Auch ältere Menschen sind gefährdet

Wobei das Risiko laut Funk nicht nur Kinder und Jugendliche betrifft, deren Hornhaut und Linse besonders durchlässig für hochfrequente Lichtstrahlen sind. Ältere Erwachsene haben dafür ein anderes Problem. Ihre Linsen und Hornhaut lassen zwar nicht mehr so viel durch, doch dafür befinden sich in ihrer Netzhaut und unmittelbar darunter pigmentähnliche Substanzen, die so genannten Lipofuszine. «Sie können zusätzlich freie Radikale freisetzen und oxidative Prozesse anstossen», betont Funk. Die Warnung vor grellem LED mit seinem hohen Blaulichtanteil gilt also schwerpunktmässig nicht nur für jüngere, sondern auch für ältere Menschen.

 
Die innere Uhr gerät durch LED-Licht aus dem Takt

Was Menschen aller Altersschichten betrifft, ist der LED-Einfluss auf unsere innere Uhr. Dies weil Blaulicht die Ausschüttung von Melatonin unterdrückt, dem hormonellen Taktgeber für den Tag-Nacht-Rhythmus. Normalerweise steigt seine Konzentration in der Nacht um das Zehnfache an, doch unter Blaulicht verläuft dieser Anstieg deutlich flacher. Wer sich also vor der Nachtruhe in einem LED-ausgeleuchteten Badezimmer aufhält oder noch eine Runde an der hektisch flackernden Spielkonsole zockt, wird hormonell weniger in den Schlafmodus versetzt. Mit der möglichen Folge, dass die Schlafqualität abnimmt, was wiederum das Risiko für Stoffwechsel- und Herz-Kreislauf-Erkrankungen erhöht. «Ausserdem ist Melatonin ein wichtiges Hormon für die Zellregeneration», betont Funk. Und das gelte auch für die Netzhaut. Blaulicht greift die dortigen Zellen also nicht nur direkt an, sondern auch indirekt, indem es deren Regeneration einschränkt.

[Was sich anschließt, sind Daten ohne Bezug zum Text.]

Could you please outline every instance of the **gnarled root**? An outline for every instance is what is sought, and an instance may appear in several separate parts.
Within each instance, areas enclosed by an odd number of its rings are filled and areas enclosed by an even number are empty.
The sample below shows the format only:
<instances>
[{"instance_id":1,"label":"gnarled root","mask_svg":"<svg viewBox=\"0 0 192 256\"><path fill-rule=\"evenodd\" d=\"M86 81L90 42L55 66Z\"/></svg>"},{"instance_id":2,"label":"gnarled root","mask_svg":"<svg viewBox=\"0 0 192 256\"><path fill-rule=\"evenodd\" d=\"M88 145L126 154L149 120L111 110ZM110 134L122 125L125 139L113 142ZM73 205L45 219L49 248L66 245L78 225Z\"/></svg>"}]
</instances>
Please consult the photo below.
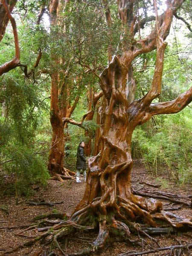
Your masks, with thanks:
<instances>
[{"instance_id":1,"label":"gnarled root","mask_svg":"<svg viewBox=\"0 0 192 256\"><path fill-rule=\"evenodd\" d=\"M147 237L159 248L160 246L157 240L150 234L173 232L176 228L183 227L192 227L191 220L183 219L172 213L161 211L162 204L150 199L143 199L132 195L128 199L118 196L113 206L105 208L107 214L104 214L102 210L104 204L106 203L109 205L109 202L106 198L103 200L102 198L97 198L92 204L74 213L67 220L66 215L62 214L37 217L33 221L47 218L60 218L61 221L41 220L36 224L41 227L38 229L38 231L45 231L44 233L6 253L11 253L20 248L31 246L37 241L41 241L46 245L49 244L52 250L53 248L56 247L65 255L67 254L62 248L59 239L77 230L87 231L98 227L99 231L97 237L88 248L68 255L87 255L102 250L105 248L110 236L112 238L115 237L116 239L118 238L119 241L143 246L144 244L148 245L148 244L141 236ZM159 212L155 213L156 211ZM137 223L134 222L136 218ZM156 222L156 220L159 220L159 222ZM159 220L168 223L173 227L172 229L161 227L159 223ZM46 227L47 224L49 226ZM131 233L137 234L139 239L130 239Z\"/></svg>"}]
</instances>

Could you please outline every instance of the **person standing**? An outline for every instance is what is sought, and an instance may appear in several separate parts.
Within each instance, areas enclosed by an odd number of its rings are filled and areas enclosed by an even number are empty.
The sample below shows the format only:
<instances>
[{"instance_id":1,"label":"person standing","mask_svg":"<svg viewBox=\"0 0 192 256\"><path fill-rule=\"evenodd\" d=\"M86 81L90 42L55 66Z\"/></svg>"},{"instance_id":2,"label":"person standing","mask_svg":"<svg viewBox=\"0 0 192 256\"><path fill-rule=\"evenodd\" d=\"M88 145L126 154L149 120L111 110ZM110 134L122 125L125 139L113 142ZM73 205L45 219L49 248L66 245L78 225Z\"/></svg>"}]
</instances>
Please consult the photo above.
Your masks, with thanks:
<instances>
[{"instance_id":1,"label":"person standing","mask_svg":"<svg viewBox=\"0 0 192 256\"><path fill-rule=\"evenodd\" d=\"M83 171L84 181L86 181L86 158L84 154L84 143L81 142L79 145L77 153L77 162L76 168L76 182L79 183L81 181L79 179L81 170Z\"/></svg>"}]
</instances>

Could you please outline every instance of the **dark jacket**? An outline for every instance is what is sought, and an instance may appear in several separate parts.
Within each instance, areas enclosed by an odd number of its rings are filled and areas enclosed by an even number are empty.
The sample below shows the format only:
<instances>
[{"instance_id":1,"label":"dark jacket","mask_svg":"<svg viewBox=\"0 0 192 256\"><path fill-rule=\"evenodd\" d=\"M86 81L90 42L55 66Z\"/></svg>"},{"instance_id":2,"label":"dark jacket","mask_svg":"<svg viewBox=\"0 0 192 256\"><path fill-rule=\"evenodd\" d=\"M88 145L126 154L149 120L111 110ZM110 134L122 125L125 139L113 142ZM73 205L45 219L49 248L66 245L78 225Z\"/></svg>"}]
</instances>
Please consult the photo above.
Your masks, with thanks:
<instances>
[{"instance_id":1,"label":"dark jacket","mask_svg":"<svg viewBox=\"0 0 192 256\"><path fill-rule=\"evenodd\" d=\"M85 170L86 169L86 159L84 155L84 148L79 146L77 149L77 163L76 168L77 170Z\"/></svg>"}]
</instances>

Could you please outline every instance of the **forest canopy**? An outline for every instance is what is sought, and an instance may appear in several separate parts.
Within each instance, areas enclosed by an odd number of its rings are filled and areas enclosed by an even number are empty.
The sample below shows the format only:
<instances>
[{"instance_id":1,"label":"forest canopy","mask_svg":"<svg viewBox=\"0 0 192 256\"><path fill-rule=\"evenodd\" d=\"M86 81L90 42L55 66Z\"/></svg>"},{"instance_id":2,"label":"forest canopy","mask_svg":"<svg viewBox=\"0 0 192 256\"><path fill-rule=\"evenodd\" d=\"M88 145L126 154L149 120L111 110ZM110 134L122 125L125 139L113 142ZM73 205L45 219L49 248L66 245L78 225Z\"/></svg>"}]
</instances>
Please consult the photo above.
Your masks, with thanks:
<instances>
[{"instance_id":1,"label":"forest canopy","mask_svg":"<svg viewBox=\"0 0 192 256\"><path fill-rule=\"evenodd\" d=\"M190 7L188 0L0 1L2 196L15 193L17 204L34 184L73 180L85 143L84 195L45 237L57 244L72 230L99 229L83 255L117 230L141 233L136 220L191 226L136 195L130 177L139 159L157 178L192 182Z\"/></svg>"}]
</instances>

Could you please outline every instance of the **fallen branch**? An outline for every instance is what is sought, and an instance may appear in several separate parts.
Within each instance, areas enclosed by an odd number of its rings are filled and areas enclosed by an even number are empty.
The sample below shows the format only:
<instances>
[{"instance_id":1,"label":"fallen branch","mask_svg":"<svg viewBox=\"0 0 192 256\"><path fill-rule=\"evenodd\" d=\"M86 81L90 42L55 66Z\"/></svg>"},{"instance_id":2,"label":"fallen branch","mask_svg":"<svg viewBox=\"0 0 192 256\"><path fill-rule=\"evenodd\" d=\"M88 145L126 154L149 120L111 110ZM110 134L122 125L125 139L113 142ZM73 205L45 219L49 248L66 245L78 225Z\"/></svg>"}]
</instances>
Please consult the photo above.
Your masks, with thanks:
<instances>
[{"instance_id":1,"label":"fallen branch","mask_svg":"<svg viewBox=\"0 0 192 256\"><path fill-rule=\"evenodd\" d=\"M151 184L151 183L148 183L145 181L142 181L141 182L140 182L140 184L145 184L148 186L150 186L154 188L160 188L161 186L161 185L155 185L154 184Z\"/></svg>"},{"instance_id":2,"label":"fallen branch","mask_svg":"<svg viewBox=\"0 0 192 256\"><path fill-rule=\"evenodd\" d=\"M186 244L186 245L173 245L169 247L163 247L161 248L158 248L157 249L151 250L145 252L137 252L135 253L133 253L133 252L128 252L127 253L122 253L122 254L120 254L120 255L121 256L122 256L123 255L124 256L128 256L128 255L143 255L144 254L148 254L149 253L157 253L157 252L160 252L161 251L167 250L171 250L171 254L172 254L173 250L175 249L186 249L189 250L189 249L190 249L190 248L192 248L192 244Z\"/></svg>"},{"instance_id":3,"label":"fallen branch","mask_svg":"<svg viewBox=\"0 0 192 256\"><path fill-rule=\"evenodd\" d=\"M191 204L189 204L189 203L187 203L186 202L184 202L184 201L181 201L181 200L177 200L177 199L175 199L173 198L170 198L163 195L157 195L148 194L143 191L139 191L138 190L136 190L135 189L133 189L132 191L133 192L133 193L135 195L141 195L143 196L145 196L147 197L151 197L155 198L164 199L164 200L170 201L171 202L173 202L173 203L176 203L177 204L183 204L184 205L186 205L187 206L188 206L189 207L190 207L191 206Z\"/></svg>"},{"instance_id":4,"label":"fallen branch","mask_svg":"<svg viewBox=\"0 0 192 256\"><path fill-rule=\"evenodd\" d=\"M35 206L47 205L48 206L54 206L55 204L62 204L62 203L63 203L63 201L56 203L51 203L50 202L46 202L45 201L41 201L41 202L33 202L32 201L30 201L28 202L28 204L29 204Z\"/></svg>"},{"instance_id":5,"label":"fallen branch","mask_svg":"<svg viewBox=\"0 0 192 256\"><path fill-rule=\"evenodd\" d=\"M167 196L168 197L177 197L179 198L189 199L190 197L190 196L186 196L186 195L181 195L172 194L171 193L166 193L165 192L163 192L162 191L149 191L144 190L144 192L147 192L147 193L159 194L159 195L165 195L166 196Z\"/></svg>"}]
</instances>

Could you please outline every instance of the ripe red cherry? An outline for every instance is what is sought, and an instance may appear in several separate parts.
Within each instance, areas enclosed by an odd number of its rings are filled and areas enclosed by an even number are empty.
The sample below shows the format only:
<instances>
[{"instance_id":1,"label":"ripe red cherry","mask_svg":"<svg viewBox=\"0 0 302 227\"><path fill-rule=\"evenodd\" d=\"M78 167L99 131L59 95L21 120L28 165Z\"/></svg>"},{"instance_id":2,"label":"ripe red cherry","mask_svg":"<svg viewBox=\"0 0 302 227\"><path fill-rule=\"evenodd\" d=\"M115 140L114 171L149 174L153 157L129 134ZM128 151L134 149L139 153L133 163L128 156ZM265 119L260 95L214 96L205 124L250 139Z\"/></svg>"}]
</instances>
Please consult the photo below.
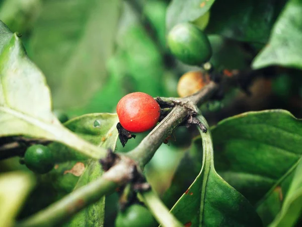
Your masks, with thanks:
<instances>
[{"instance_id":1,"label":"ripe red cherry","mask_svg":"<svg viewBox=\"0 0 302 227\"><path fill-rule=\"evenodd\" d=\"M120 100L116 111L125 129L139 133L155 126L160 119L161 108L152 96L145 93L133 92Z\"/></svg>"}]
</instances>

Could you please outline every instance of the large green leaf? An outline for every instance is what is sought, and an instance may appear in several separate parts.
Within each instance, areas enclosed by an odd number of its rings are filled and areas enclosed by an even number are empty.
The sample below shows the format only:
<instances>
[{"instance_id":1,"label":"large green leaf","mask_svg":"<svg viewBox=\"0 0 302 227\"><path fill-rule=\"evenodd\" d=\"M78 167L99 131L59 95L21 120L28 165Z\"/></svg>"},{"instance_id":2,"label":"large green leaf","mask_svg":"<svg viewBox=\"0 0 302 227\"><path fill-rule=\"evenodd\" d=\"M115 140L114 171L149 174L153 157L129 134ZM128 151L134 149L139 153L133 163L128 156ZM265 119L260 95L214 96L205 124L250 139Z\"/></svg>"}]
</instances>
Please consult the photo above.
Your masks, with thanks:
<instances>
[{"instance_id":1,"label":"large green leaf","mask_svg":"<svg viewBox=\"0 0 302 227\"><path fill-rule=\"evenodd\" d=\"M0 137L18 135L64 143L97 158L105 150L72 133L51 111L50 92L16 34L0 22Z\"/></svg>"},{"instance_id":2,"label":"large green leaf","mask_svg":"<svg viewBox=\"0 0 302 227\"><path fill-rule=\"evenodd\" d=\"M299 161L282 208L270 227L294 226L302 211L302 161Z\"/></svg>"},{"instance_id":3,"label":"large green leaf","mask_svg":"<svg viewBox=\"0 0 302 227\"><path fill-rule=\"evenodd\" d=\"M55 107L84 105L104 84L120 0L46 0L29 44L46 75Z\"/></svg>"},{"instance_id":4,"label":"large green leaf","mask_svg":"<svg viewBox=\"0 0 302 227\"><path fill-rule=\"evenodd\" d=\"M285 110L250 112L220 122L212 135L219 175L269 223L301 157L302 122Z\"/></svg>"},{"instance_id":5,"label":"large green leaf","mask_svg":"<svg viewBox=\"0 0 302 227\"><path fill-rule=\"evenodd\" d=\"M13 225L34 185L34 179L28 174L10 172L0 175L0 226Z\"/></svg>"},{"instance_id":6,"label":"large green leaf","mask_svg":"<svg viewBox=\"0 0 302 227\"><path fill-rule=\"evenodd\" d=\"M302 2L290 0L272 31L270 40L253 63L259 69L272 65L302 69Z\"/></svg>"},{"instance_id":7,"label":"large green leaf","mask_svg":"<svg viewBox=\"0 0 302 227\"><path fill-rule=\"evenodd\" d=\"M208 126L203 117L199 118ZM201 169L171 212L187 226L261 226L260 218L248 200L216 173L210 132L201 133Z\"/></svg>"},{"instance_id":8,"label":"large green leaf","mask_svg":"<svg viewBox=\"0 0 302 227\"><path fill-rule=\"evenodd\" d=\"M83 138L94 144L115 149L118 133L116 124L118 118L116 114L93 114L81 116L67 122L65 125ZM103 170L98 161L89 160L74 190L83 186L101 177ZM104 226L105 197L78 213L66 226Z\"/></svg>"},{"instance_id":9,"label":"large green leaf","mask_svg":"<svg viewBox=\"0 0 302 227\"><path fill-rule=\"evenodd\" d=\"M242 43L217 35L208 37L213 52L210 62L216 70L243 70L249 67L252 59L243 49Z\"/></svg>"},{"instance_id":10,"label":"large green leaf","mask_svg":"<svg viewBox=\"0 0 302 227\"><path fill-rule=\"evenodd\" d=\"M265 43L285 0L216 0L206 31L241 41Z\"/></svg>"},{"instance_id":11,"label":"large green leaf","mask_svg":"<svg viewBox=\"0 0 302 227\"><path fill-rule=\"evenodd\" d=\"M200 152L200 137L194 139L190 149L186 151L174 173L170 187L164 195L163 200L169 208L173 206L200 172L203 155L203 152Z\"/></svg>"},{"instance_id":12,"label":"large green leaf","mask_svg":"<svg viewBox=\"0 0 302 227\"><path fill-rule=\"evenodd\" d=\"M116 114L91 114L72 119L64 125L92 144L114 150L118 135L116 129L118 122ZM52 171L39 176L38 187L28 201L22 214L23 218L96 180L103 173L98 161L84 160L87 158L79 155L72 149L58 143L53 143L48 146L57 164ZM66 161L73 159L78 160ZM65 226L77 226L76 224L78 221L81 226L102 226L104 203L103 198L89 206Z\"/></svg>"},{"instance_id":13,"label":"large green leaf","mask_svg":"<svg viewBox=\"0 0 302 227\"><path fill-rule=\"evenodd\" d=\"M167 31L182 22L192 22L209 10L215 0L173 0L167 12Z\"/></svg>"},{"instance_id":14,"label":"large green leaf","mask_svg":"<svg viewBox=\"0 0 302 227\"><path fill-rule=\"evenodd\" d=\"M73 118L64 125L92 144L114 151L118 137L116 129L118 121L116 114L89 114ZM52 143L49 147L52 151L57 162L87 159L74 149L61 143Z\"/></svg>"},{"instance_id":15,"label":"large green leaf","mask_svg":"<svg viewBox=\"0 0 302 227\"><path fill-rule=\"evenodd\" d=\"M87 105L72 113L115 111L123 96L138 91L153 96L165 95L163 59L139 16L128 3L124 2L116 35L117 50L107 64L109 78Z\"/></svg>"}]
</instances>

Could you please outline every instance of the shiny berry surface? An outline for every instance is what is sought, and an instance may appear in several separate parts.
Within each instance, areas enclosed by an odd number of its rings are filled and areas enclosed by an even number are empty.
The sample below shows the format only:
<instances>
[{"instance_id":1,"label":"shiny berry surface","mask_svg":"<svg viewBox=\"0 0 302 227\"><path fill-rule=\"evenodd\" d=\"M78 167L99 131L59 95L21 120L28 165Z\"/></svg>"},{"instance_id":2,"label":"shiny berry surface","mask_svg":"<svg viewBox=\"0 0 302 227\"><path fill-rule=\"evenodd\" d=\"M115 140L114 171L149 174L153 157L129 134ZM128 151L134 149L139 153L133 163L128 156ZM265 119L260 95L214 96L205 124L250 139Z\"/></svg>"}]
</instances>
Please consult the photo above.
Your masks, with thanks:
<instances>
[{"instance_id":1,"label":"shiny berry surface","mask_svg":"<svg viewBox=\"0 0 302 227\"><path fill-rule=\"evenodd\" d=\"M153 97L143 92L125 95L119 101L116 111L120 123L126 130L139 133L152 129L160 119L161 108Z\"/></svg>"}]
</instances>

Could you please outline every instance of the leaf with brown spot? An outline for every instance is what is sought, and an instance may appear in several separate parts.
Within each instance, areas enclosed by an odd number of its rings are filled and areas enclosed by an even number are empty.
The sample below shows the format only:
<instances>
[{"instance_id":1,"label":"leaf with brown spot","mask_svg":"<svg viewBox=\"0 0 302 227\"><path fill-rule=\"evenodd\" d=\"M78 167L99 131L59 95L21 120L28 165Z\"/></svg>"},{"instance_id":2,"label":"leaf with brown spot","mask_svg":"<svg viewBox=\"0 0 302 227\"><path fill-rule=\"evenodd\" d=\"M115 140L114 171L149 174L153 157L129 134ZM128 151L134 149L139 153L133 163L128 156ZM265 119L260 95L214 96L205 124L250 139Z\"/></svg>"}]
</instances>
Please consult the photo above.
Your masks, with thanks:
<instances>
[{"instance_id":1,"label":"leaf with brown spot","mask_svg":"<svg viewBox=\"0 0 302 227\"><path fill-rule=\"evenodd\" d=\"M209 128L203 117L199 116L198 118ZM199 160L194 159L195 162L201 161L201 170L189 188L189 195L183 194L172 207L171 213L184 224L191 222L192 226L196 227L262 226L260 217L249 201L216 172L210 131L204 133L198 129L202 139L202 147L199 143L194 144L193 153L202 155ZM191 165L190 167L194 174L195 166ZM177 173L179 172L179 170ZM192 171L189 172L191 176Z\"/></svg>"},{"instance_id":2,"label":"leaf with brown spot","mask_svg":"<svg viewBox=\"0 0 302 227\"><path fill-rule=\"evenodd\" d=\"M173 0L167 12L167 32L180 23L193 22L205 14L215 0Z\"/></svg>"}]
</instances>

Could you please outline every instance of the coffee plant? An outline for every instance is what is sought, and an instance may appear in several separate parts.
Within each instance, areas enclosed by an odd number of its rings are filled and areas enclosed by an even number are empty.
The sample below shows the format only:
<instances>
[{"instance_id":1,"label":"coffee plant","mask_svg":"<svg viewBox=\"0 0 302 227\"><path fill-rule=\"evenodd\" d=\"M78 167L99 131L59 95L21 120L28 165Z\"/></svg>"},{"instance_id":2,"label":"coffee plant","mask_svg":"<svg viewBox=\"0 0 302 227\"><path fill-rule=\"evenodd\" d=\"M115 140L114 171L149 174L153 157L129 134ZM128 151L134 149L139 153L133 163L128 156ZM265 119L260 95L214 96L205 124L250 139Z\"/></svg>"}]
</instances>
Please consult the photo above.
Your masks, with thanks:
<instances>
[{"instance_id":1,"label":"coffee plant","mask_svg":"<svg viewBox=\"0 0 302 227\"><path fill-rule=\"evenodd\" d=\"M301 0L2 0L0 20L0 227L302 224Z\"/></svg>"}]
</instances>

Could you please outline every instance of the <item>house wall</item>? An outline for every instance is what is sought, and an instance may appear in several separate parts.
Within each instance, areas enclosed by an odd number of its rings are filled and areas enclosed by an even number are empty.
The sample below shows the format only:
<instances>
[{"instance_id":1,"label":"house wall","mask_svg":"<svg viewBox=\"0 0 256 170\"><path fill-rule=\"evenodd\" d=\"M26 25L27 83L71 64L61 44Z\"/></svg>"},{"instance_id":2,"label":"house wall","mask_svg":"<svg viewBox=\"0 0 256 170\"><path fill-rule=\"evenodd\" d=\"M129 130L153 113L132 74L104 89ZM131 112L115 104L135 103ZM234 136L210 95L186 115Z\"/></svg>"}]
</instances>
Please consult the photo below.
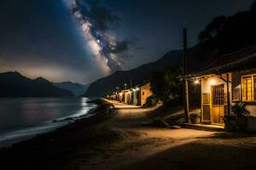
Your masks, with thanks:
<instances>
[{"instance_id":1,"label":"house wall","mask_svg":"<svg viewBox=\"0 0 256 170\"><path fill-rule=\"evenodd\" d=\"M223 74L221 75L221 77L224 80L227 80L227 74ZM211 76L211 75L207 75L204 78L201 79L201 118L204 119L204 109L203 108L209 108L209 112L210 112L210 121L212 122L212 114L214 114L212 112L212 93L211 93L211 87L214 86L214 85L221 85L224 84L224 95L227 96L227 82L224 82L220 76ZM232 76L231 73L229 73L229 81L231 82L232 80ZM229 88L230 88L230 99L231 101L232 99L232 93L231 92L231 83L229 83ZM208 95L208 104L205 104L203 98L204 98L204 94L207 94ZM227 100L227 99L225 99L225 101ZM225 103L224 105L227 105L227 104ZM224 108L224 111L226 111L225 109Z\"/></svg>"},{"instance_id":2,"label":"house wall","mask_svg":"<svg viewBox=\"0 0 256 170\"><path fill-rule=\"evenodd\" d=\"M153 94L150 90L150 82L140 87L140 105L143 105L147 102L147 99Z\"/></svg>"},{"instance_id":3,"label":"house wall","mask_svg":"<svg viewBox=\"0 0 256 170\"><path fill-rule=\"evenodd\" d=\"M232 92L236 87L241 84L242 76L252 75L252 74L256 74L256 70L233 73L232 74ZM240 101L241 102L241 91ZM250 111L250 115L256 116L256 102L246 102L246 103L247 105L247 110Z\"/></svg>"}]
</instances>

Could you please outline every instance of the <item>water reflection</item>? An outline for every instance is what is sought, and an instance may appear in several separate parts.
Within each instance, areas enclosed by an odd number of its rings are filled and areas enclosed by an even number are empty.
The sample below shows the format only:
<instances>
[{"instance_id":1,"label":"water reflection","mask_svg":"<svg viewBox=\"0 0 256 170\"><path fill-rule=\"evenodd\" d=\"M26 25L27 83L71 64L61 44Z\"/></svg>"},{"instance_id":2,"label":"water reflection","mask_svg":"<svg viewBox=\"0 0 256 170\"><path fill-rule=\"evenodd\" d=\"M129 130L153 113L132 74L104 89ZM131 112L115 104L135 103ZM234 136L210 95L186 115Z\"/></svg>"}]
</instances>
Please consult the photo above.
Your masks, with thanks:
<instances>
[{"instance_id":1,"label":"water reflection","mask_svg":"<svg viewBox=\"0 0 256 170\"><path fill-rule=\"evenodd\" d=\"M1 134L20 129L49 126L52 120L79 116L95 107L87 98L2 98Z\"/></svg>"}]
</instances>

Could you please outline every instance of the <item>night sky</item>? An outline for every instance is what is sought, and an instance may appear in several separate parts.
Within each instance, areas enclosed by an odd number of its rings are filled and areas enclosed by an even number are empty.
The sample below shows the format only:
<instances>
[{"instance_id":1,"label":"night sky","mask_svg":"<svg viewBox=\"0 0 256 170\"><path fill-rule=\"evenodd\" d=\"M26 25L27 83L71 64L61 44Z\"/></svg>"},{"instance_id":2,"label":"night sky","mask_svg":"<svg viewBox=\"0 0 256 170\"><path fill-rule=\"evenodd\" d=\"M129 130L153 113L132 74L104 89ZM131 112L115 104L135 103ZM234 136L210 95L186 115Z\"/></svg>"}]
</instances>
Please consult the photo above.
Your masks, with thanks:
<instances>
[{"instance_id":1,"label":"night sky","mask_svg":"<svg viewBox=\"0 0 256 170\"><path fill-rule=\"evenodd\" d=\"M253 0L1 0L0 71L91 82L189 46L212 19Z\"/></svg>"}]
</instances>

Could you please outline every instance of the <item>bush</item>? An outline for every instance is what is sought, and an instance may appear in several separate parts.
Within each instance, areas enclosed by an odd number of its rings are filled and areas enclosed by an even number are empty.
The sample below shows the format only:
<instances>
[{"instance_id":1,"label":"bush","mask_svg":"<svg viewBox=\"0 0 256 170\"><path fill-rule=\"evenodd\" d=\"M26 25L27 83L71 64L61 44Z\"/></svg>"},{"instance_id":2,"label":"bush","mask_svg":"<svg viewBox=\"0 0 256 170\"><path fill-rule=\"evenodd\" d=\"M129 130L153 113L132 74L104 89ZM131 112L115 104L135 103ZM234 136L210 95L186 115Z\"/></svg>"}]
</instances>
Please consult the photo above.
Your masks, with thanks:
<instances>
[{"instance_id":1,"label":"bush","mask_svg":"<svg viewBox=\"0 0 256 170\"><path fill-rule=\"evenodd\" d=\"M153 107L153 106L156 105L158 104L158 102L159 102L159 99L154 95L151 95L147 99L147 102L144 106Z\"/></svg>"}]
</instances>

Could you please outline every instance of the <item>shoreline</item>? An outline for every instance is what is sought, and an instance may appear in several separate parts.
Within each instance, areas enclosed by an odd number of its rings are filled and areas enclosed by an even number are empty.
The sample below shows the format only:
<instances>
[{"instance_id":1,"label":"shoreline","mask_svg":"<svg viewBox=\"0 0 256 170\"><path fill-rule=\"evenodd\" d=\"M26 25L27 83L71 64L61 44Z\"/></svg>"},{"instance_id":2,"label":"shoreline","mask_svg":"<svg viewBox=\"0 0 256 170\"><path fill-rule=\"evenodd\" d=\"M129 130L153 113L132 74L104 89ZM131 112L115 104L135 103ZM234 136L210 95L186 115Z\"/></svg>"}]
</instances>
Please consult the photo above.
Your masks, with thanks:
<instances>
[{"instance_id":1,"label":"shoreline","mask_svg":"<svg viewBox=\"0 0 256 170\"><path fill-rule=\"evenodd\" d=\"M54 131L15 143L11 147L1 148L0 159L6 166L15 168L20 166L32 168L36 166L36 169L51 169L50 167L55 167L55 164L61 164L73 150L84 145L90 147L95 141L92 133L95 127L113 115L113 106L104 99L90 102L97 105L88 113L90 116L79 118ZM45 156L48 156L46 159Z\"/></svg>"},{"instance_id":2,"label":"shoreline","mask_svg":"<svg viewBox=\"0 0 256 170\"><path fill-rule=\"evenodd\" d=\"M92 101L92 102L90 102ZM95 102L94 102L95 101ZM96 99L87 101L89 104L93 104L92 108L88 110L84 114L73 114L59 118L55 118L46 122L42 122L35 126L17 128L12 131L7 131L1 133L0 136L0 150L12 147L13 144L26 141L38 135L55 132L59 128L68 126L75 122L79 119L88 118L93 115L93 112L98 107Z\"/></svg>"}]
</instances>

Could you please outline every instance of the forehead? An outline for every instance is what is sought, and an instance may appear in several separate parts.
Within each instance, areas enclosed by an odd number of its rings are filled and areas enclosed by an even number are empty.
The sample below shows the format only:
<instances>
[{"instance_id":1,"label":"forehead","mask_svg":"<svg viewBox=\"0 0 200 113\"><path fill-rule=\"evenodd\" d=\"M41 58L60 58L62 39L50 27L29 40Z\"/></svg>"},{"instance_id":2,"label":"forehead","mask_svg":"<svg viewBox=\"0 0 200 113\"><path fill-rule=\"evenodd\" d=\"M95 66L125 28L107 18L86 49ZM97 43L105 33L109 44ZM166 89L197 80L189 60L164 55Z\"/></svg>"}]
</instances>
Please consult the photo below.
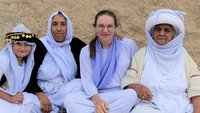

Eigenes Verhalten ändern und wärmeres Licht installieren

Gründe genug also, diesen Lichtanteil gerade abends und nachts möglichst gering zu halten. «Die Beleuchtungs-Industrie hat bereits diverse LED-Produkte im Angebot, die ein wärmeres Licht produzieren und dadurch weniger problematisch sind», betont Funk. «Doch man muss sie natürlich auch kaufen und nicht die preiswerteren, aber dafür grelleren Alternativen im Haus installieren.» Auch Autoschweinwerfer sind mittlerweile oft so eingestellt, dass sie nicht mehr direkt ins Gesichtsfeld der anderen Verkehrsteilnehmer strahlen, und der LED-Hintergrund der meisten Smartphones, Tablets und Laptops lässt sich mittlerweile abschalten. Ein weiteres Hilfsmittel, das Funk – nach jahrelanger LED-Komplettverweigerung – auch im eigenen Badezimmer zuhause installiert hat: Eine Vorrichtung zum Dimmen. Denn in der Regel sei eine gedimmte LED-Lampe immer noch hell genug, so der Mediziner, um alles Notwendige zu sehen.

Ganz zu schweigen davon, dass man im fortgeschrittenen Alter vielleicht auch gar nicht mehr alle Details der Abendtoilette sehen will.